Nevada Army National Guard Sgt. Sam Hunt, an electrician with G Company, 2/238th General Support Aviation Battalion poses for a photo on the flight line at the Army Aviation Support Facility in Stead, Nev., May 12, 2017. Hunt is the first openly transgender soldiers of the Nevada National Guard.

FROM SHANNON MINTER
NCLR

This morning, the Supreme Court issued its first rulings in our challenges to the transgender military ban. The Court denied the Trump administration’s request to leapfrog the normal judicial process and hear the cases now. But it also lifted three of the four preliminary court orders preventing Trump from enforcing the ban while the cases continue in the lower courts.

While this is a rapidly evolving situation, here’s the immediate takeaway:

The Court will not hear the cases this term, which is good news. We don’t want the Court to rule on this important issue prematurely, before we have had a chance to build a strong record in the lower courts and present evidence showing that the ban is based on bias, not facts.

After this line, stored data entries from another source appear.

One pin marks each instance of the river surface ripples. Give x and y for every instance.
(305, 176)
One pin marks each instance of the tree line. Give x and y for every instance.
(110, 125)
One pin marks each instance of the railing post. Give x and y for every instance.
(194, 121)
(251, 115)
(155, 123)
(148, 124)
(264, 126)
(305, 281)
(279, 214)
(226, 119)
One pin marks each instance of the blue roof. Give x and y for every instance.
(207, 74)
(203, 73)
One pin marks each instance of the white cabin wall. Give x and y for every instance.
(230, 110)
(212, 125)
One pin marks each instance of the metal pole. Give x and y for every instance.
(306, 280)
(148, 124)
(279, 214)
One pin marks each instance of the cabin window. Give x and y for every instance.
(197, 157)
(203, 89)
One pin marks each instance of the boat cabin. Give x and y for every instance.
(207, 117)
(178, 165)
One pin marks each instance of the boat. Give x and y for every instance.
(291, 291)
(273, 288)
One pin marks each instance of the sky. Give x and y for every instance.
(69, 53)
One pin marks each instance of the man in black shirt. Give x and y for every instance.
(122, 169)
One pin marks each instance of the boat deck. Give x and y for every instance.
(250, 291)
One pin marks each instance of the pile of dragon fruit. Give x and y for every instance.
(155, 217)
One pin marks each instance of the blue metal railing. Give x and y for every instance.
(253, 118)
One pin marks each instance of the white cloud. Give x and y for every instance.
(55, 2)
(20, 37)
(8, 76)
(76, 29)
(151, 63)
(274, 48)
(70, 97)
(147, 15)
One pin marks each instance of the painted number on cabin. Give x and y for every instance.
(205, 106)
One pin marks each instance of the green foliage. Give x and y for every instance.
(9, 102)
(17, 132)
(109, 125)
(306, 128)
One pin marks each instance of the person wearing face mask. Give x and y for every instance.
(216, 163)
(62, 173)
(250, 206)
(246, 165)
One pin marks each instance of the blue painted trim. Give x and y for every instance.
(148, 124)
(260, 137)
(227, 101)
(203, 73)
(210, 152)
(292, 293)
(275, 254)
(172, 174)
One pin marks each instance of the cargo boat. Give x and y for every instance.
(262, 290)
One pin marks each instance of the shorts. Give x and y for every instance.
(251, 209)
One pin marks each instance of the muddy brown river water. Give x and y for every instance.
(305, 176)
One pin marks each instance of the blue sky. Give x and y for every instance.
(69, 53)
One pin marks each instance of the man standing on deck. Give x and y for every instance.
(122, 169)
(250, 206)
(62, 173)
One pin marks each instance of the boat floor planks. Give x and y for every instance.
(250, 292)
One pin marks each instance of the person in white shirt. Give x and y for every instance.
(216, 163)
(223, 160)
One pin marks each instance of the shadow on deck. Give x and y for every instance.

For now, the transgender military ban should remain blocked. The Court ruled only on three of the four injunctions in place, but until the government takes action to overturn the fourth injunction, the ban cannot yet be enforced.

Multiple federal courts have recognized that excluding qualified individuals simply because they are transgender is contrary to basic constitutional principles of equality and fairness. I am confident the courts will ultimately protect the integrity of our nation’s military and hold that transgender service members must be evaluated based on the same standards applied to all others, not barred from service based on a characteristic that has no relevance to their fitness to serve.

As a practical matter, of course, the Court’s apparent willingness to greenlight the ban while the cases proceed is a stinging loss for transgender people currently in the military because it strengthens the government’s position that it may be permitted to exclude people from serving. It also creates confusion.

But as we’ve said since we first sued Trump, this case is not just about transgender servicemembers. It’s part of a larger pattern of policies by Trump to deny basic rights to any LGBTQ person in any context, with implications far beyond the armed forces. The military is one of the largest employers in the nation. This ban is about employment discrimination, and as such it could have a ripple effect in every area of life, from immigration to family law to employment and many others.

We will continue to fight, and I will keep you posted as our cases are heard in the lower courts. This is a setback, but a temporary one, and we will not stop fighting until we defeat this harmful and demeaning ban.

Thank you for all you do to support NCLR and the LGBTQ community.